Question: {question}
Available tables with descriptions:
{table_descriptions}
List only the tables needed to answer this question, comma-separated:
"""
response = call_llm(prompt)
return [t.strip() for t in response.split(",")]
This dramatically reduces context size and improves accuracy on large databases.
Production Deployment
**Security**: Always use a read-only database user, set statement timeouts, and implement rate limiting per user.
**Caching**: Cache common NL2SQL conversions to reduce LLM costs, but invalidate when schema changes.
**Monitoring**: Log all generated queries and user feedback. Track query success rate, execution time, and correction frequency.

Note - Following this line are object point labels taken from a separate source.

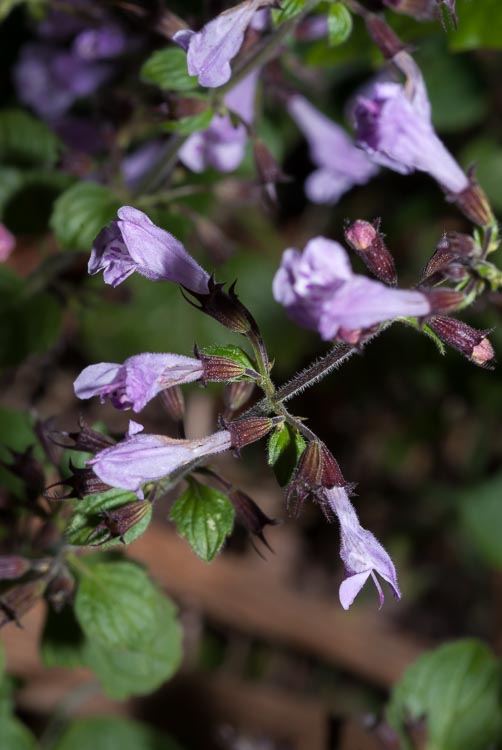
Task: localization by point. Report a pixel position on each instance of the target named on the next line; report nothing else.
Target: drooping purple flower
(144, 458)
(222, 145)
(7, 243)
(210, 50)
(135, 243)
(362, 554)
(320, 291)
(134, 383)
(393, 125)
(340, 165)
(50, 79)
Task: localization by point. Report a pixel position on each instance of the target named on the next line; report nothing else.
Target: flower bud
(116, 523)
(368, 242)
(18, 600)
(245, 431)
(13, 566)
(453, 250)
(236, 395)
(471, 342)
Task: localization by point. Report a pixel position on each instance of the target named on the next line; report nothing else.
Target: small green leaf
(191, 124)
(115, 602)
(167, 68)
(109, 733)
(285, 447)
(24, 140)
(339, 24)
(235, 353)
(288, 9)
(63, 641)
(81, 212)
(204, 517)
(88, 514)
(456, 687)
(144, 666)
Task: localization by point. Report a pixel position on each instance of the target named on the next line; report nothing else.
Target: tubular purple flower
(210, 50)
(362, 554)
(146, 458)
(135, 243)
(393, 125)
(320, 291)
(222, 145)
(340, 165)
(139, 379)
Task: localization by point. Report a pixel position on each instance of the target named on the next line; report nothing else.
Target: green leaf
(285, 447)
(288, 9)
(457, 689)
(115, 602)
(81, 212)
(191, 124)
(26, 140)
(339, 24)
(235, 353)
(88, 514)
(167, 68)
(481, 517)
(141, 668)
(204, 517)
(479, 25)
(63, 641)
(110, 733)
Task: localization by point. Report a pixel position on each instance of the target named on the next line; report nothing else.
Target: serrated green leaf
(204, 517)
(457, 688)
(81, 212)
(88, 514)
(481, 516)
(110, 733)
(285, 447)
(288, 9)
(339, 24)
(235, 353)
(167, 68)
(24, 140)
(63, 641)
(141, 668)
(115, 603)
(191, 124)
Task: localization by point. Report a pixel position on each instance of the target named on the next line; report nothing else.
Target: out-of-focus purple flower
(134, 383)
(145, 458)
(393, 125)
(320, 291)
(7, 242)
(210, 50)
(340, 165)
(222, 145)
(102, 43)
(140, 161)
(50, 80)
(362, 554)
(135, 243)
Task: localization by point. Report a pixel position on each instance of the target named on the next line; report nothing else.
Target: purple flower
(210, 50)
(7, 242)
(134, 243)
(320, 291)
(340, 165)
(50, 80)
(362, 554)
(393, 125)
(222, 145)
(145, 458)
(134, 383)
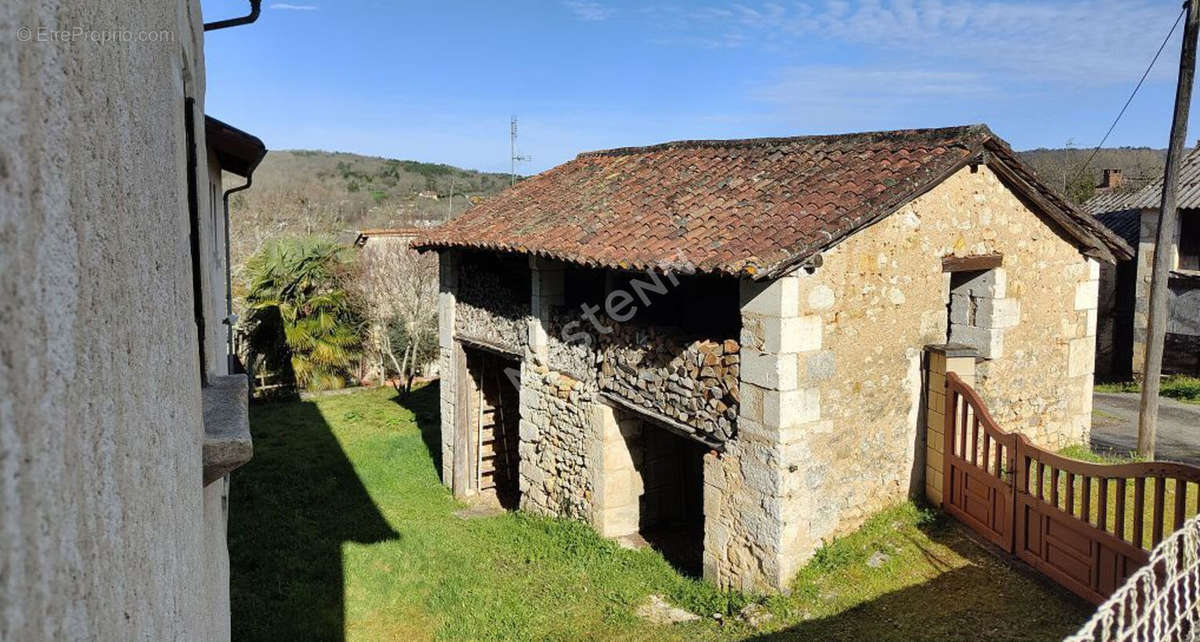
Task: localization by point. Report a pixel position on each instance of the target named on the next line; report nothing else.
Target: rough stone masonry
(816, 411)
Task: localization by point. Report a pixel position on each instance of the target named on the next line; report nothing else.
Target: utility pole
(513, 151)
(1164, 243)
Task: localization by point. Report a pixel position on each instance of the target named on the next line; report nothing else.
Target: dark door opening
(495, 418)
(672, 507)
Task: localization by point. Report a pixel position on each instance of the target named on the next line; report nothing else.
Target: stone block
(819, 366)
(445, 319)
(993, 283)
(713, 497)
(989, 343)
(1087, 295)
(1081, 357)
(528, 431)
(820, 298)
(769, 370)
(787, 408)
(617, 521)
(934, 459)
(997, 313)
(751, 402)
(791, 334)
(778, 298)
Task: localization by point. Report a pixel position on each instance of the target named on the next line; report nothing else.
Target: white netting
(1161, 601)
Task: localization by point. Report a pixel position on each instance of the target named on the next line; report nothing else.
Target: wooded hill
(299, 192)
(335, 193)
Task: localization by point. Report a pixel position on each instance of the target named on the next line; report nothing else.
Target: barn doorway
(493, 419)
(671, 509)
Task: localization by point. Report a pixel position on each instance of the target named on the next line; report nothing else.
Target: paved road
(1115, 426)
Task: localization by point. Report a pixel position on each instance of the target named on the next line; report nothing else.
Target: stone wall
(881, 297)
(493, 304)
(832, 421)
(664, 370)
(106, 531)
(557, 430)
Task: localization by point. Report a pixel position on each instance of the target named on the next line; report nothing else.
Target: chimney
(1111, 179)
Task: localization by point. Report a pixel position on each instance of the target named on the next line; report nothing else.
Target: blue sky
(438, 81)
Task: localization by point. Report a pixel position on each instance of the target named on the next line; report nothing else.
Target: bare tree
(399, 289)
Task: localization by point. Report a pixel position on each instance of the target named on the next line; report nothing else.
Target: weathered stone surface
(492, 307)
(227, 442)
(693, 381)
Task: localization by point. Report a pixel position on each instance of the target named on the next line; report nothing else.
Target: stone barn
(720, 346)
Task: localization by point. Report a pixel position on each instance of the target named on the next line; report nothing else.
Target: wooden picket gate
(1086, 526)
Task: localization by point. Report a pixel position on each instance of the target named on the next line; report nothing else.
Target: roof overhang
(237, 151)
(1093, 238)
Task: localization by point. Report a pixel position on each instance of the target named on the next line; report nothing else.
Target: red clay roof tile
(753, 207)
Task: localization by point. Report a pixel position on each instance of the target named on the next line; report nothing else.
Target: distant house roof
(237, 150)
(399, 232)
(1125, 223)
(1151, 195)
(756, 208)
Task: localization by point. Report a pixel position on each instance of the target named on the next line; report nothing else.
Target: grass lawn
(340, 528)
(1170, 487)
(1186, 389)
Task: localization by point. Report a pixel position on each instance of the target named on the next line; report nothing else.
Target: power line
(1143, 79)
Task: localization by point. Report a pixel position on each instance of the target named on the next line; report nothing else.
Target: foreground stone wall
(881, 297)
(832, 421)
(492, 306)
(106, 532)
(557, 430)
(663, 370)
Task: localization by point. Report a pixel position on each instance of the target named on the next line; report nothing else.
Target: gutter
(255, 9)
(231, 318)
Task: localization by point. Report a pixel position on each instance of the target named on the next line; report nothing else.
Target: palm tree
(299, 317)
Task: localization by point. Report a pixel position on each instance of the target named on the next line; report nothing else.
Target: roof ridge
(978, 127)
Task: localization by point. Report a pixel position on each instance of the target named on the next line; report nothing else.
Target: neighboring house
(402, 235)
(719, 346)
(119, 420)
(1125, 288)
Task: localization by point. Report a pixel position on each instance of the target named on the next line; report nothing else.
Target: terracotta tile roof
(755, 207)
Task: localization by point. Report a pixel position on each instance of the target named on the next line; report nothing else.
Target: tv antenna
(513, 149)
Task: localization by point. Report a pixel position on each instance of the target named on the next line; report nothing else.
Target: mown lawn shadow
(292, 509)
(425, 405)
(990, 599)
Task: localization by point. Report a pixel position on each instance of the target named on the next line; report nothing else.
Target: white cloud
(586, 10)
(1080, 42)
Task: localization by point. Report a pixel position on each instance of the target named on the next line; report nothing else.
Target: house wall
(833, 360)
(106, 531)
(829, 363)
(1182, 340)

**User experience**: Show the generated SQL to users (with a "view query" option), and allow them to provide feedback on results.
Conclusion
Natural language to SQL with LLMs is production-ready for analytical queries. The key success factors are high-quality schema context, relevant few-shot examples, robust query validation, and a self-correction loop. Start with a limited set of tables, measure query accuracy, and expand as you gain confidence. This technology is transforming data access, making self-serve analytics a reality for non-technical team members.